Bug 3757 - Remote exit status 0 ambiguity
: Remote exit status 0 ambiguity
Status: RESOLVED
: GRAM
wsrf gram clients
: development
: All All
: P3 enhancement
: 4.0.2
Assigned To:
:
:
:
:
  Show dependency treegraph
 
Reported: 2005-09-16 10:54 by
Modified: 2006-03-01 14:43 (History)


Attachments


Note

You need to log in before you can comment on or make changes to this bug.

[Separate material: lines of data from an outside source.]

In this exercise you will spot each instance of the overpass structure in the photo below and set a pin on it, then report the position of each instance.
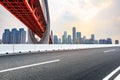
(34, 14)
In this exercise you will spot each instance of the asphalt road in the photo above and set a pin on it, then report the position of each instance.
(87, 64)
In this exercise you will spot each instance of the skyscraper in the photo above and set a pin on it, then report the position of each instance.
(14, 36)
(6, 36)
(74, 35)
(0, 41)
(21, 36)
(116, 41)
(92, 40)
(109, 41)
(55, 39)
(69, 40)
(59, 41)
(64, 38)
(78, 38)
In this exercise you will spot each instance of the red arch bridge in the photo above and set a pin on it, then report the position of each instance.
(34, 14)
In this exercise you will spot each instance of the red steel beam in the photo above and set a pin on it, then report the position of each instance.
(22, 10)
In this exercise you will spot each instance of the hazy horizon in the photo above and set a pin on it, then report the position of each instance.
(101, 18)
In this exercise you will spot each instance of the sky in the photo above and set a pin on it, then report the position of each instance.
(99, 17)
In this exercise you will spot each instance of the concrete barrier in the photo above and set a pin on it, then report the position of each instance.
(20, 48)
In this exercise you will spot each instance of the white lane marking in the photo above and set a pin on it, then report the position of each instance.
(118, 77)
(27, 66)
(112, 73)
(110, 50)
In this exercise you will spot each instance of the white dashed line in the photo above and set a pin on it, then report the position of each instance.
(109, 51)
(118, 77)
(112, 73)
(27, 66)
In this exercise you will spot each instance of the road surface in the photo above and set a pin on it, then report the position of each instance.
(86, 64)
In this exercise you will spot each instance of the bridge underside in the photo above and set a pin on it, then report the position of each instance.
(28, 13)
(32, 15)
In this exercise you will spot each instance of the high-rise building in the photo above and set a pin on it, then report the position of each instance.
(74, 35)
(0, 41)
(14, 36)
(78, 40)
(21, 36)
(59, 41)
(116, 41)
(78, 34)
(64, 38)
(92, 40)
(69, 40)
(109, 41)
(55, 39)
(6, 36)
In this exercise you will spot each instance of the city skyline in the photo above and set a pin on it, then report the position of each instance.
(88, 16)
(79, 38)
(14, 36)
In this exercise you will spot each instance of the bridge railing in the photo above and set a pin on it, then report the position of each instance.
(26, 48)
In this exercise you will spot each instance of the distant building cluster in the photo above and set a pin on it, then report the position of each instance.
(0, 41)
(76, 38)
(14, 37)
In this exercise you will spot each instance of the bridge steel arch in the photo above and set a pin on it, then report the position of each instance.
(34, 15)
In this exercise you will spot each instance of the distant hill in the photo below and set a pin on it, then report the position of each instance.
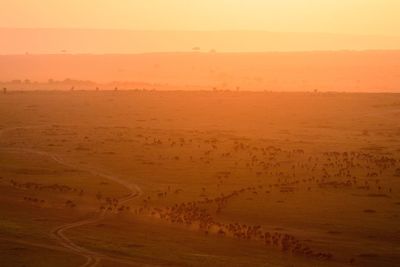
(368, 71)
(75, 41)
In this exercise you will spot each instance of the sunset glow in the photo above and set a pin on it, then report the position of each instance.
(378, 17)
(199, 133)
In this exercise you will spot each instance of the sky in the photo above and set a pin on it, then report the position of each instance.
(361, 17)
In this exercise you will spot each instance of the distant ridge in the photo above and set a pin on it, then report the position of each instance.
(341, 71)
(82, 41)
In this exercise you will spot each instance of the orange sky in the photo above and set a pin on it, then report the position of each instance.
(331, 16)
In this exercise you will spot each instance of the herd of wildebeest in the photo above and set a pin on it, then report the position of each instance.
(245, 169)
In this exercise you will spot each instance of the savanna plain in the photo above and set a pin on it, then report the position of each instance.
(153, 178)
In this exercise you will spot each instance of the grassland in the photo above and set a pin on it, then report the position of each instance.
(141, 178)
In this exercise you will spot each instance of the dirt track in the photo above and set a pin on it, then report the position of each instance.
(92, 258)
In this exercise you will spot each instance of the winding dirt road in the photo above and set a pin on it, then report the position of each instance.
(92, 258)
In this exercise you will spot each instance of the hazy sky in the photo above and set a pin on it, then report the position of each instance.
(331, 16)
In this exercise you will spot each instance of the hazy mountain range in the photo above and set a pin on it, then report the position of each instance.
(80, 41)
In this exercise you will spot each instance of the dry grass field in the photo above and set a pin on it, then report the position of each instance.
(149, 178)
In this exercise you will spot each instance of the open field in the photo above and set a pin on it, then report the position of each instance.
(149, 178)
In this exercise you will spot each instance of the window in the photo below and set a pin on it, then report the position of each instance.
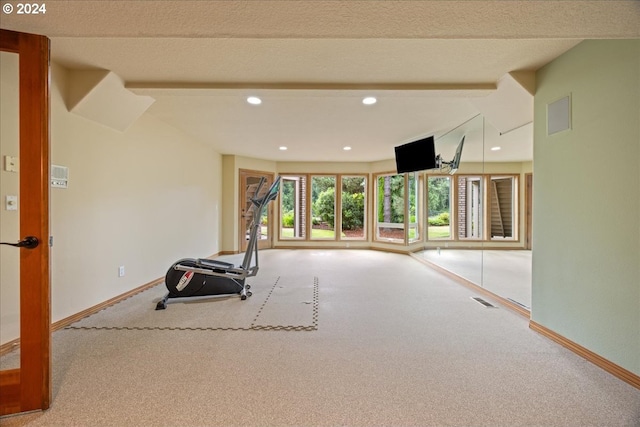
(323, 207)
(390, 206)
(439, 207)
(293, 207)
(353, 207)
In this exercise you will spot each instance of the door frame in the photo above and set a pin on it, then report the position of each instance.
(28, 387)
(243, 174)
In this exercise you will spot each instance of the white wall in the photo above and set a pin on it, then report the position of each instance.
(586, 217)
(141, 199)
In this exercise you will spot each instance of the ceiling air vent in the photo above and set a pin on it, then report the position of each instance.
(59, 176)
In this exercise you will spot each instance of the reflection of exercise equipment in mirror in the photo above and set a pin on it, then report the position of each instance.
(192, 277)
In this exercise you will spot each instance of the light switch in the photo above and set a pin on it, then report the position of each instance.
(12, 203)
(10, 164)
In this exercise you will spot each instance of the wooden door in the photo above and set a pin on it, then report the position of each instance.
(28, 387)
(248, 182)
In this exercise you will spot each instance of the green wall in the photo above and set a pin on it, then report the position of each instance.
(586, 217)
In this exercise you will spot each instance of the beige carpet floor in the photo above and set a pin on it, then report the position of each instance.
(391, 343)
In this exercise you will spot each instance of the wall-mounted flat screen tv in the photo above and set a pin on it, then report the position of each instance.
(416, 156)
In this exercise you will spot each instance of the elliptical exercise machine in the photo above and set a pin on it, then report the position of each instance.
(190, 277)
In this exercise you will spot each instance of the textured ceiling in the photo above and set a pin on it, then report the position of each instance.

Description From 2005-09-16 10:54:53
This may be a question or an enhancement request. I am trying to come to grips
with the remote application exit code propagation. It appears to me that an exit
code 0 from globusrun-ws is ambiguous: It could either mean that the remote
application has exited with 0, or that there was no exit code while no severe
error was disovered.

For the GT4rc I did the following ugly kludge: My staged scripts explitely exit
with code 42 to indicate success. If I get an exit code of 0, I know that
something went wrong. I find the necessity to do so ugly. Other users will
stumble over this, too.

If you are still puzzled: My staged shell scripts should return <> 0 in case of
any error. However, sometimes this does not appear to be propagated correctly,
and grun-ws returns as if nothing happened. Maybe it's been fixed in the
meantime, and it is not easy to elicit, but it did happen, or I wouldn't have
had to program my kludge around it. 

I'm the first to admit that I don't know how to solve this well.  However, if no
remote exit code is available, I prefer *not* to see 0. If there is no remote
exit code, I don't trust that everything went well, and I want to branch into my
"replanning branch". Without my kludge above, an exit code of 0 gives a false or
at least misleading sense of security.  

I could imagine a translation mode. Usually, I am quite happy to distinguish
between just success and various flavors of failure. How about a CLI option
which activates translation mode: 

remote_ec      gr-ws_ec
0              0
status<>0      1
signal         2
not avail.     3

Of course, the grun-ws exitcode must still consider local failures. 

Another alternative, once signals are incorporated, is to write the Unix wait()
status into a file, specified as CLI option to grun-ws. If the file is empty, I
know that something went wrong (nothing available). In that case, the exit
status from grun-ws itself just deals with local (submit machine) failures.
------- Comment #1 From 2006-03-01 14:43:36 -------
I've updated some script situations where exit codes weren't getting
propagated.
I think all of our scripts handle this properly (to push the exit code to the
scheduler). If there are any cases were they aren't we can take a look at the
scheduler logs and see if there's a specific script or SEG issue we can debug.